Dude, I just woke up on the floor of some random chick's floor with puke in my hair and a posted note on my forehead that said "It's over." Dude I wasn't even aware I was in a relationship...
At what point last night did I start ordering doubles?
Right after we had the just friends talk..
I just sneezed and it made my entire body ache. Hungover is an understatement
Just had a heart to heart with my John Belushi poster.
So my nipple piercings were only $20 because it's breast cancer awareness month. Fuck yes!
On a not really funny at all but kinda brighter note I've gotten really good at texting in hand cuffs
It's Wednesday. And it's about that time to remind everyone that my priorities from last weekend have not changed moving forward into this weekend.
How do I ask where the Jello shot cups are at Walmart without sounding like white trash?
I've been eating like all day, let me suffer my one 'Dear lord, I'm the size of a small whale. One that doesn't even need to find being killed by illegal whaling because I'm not even big enough to provide an decent blubber, but still big enough to be considered for a brief moment.' moment in peace.

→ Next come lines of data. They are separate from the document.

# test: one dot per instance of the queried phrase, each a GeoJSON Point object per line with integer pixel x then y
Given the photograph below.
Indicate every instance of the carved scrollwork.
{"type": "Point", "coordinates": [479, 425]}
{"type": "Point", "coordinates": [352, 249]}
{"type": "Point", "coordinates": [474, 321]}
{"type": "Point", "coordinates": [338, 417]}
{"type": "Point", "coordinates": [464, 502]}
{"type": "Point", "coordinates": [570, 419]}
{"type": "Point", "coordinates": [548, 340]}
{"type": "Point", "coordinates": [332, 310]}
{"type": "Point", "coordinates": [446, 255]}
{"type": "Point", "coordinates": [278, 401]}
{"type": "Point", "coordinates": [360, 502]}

Wikipedia just saved you three hours and $30 on a bar tab. You should donate.
$5. Donated.
I woke up hugging my purse and I found a business card in my underwear. How?
My husband gave me a key to his house. I thinks this means we're getting kinda serious.
Good new is, my parents are alive. Better news they will be in the hospital all weekend. Best news is im having a house party. All weekend.
I was drunk, but not drunk enough to forget I had some dude on his knees begging for forgiveness.
So, I need to know. Why did you spraypaint your underwear gold?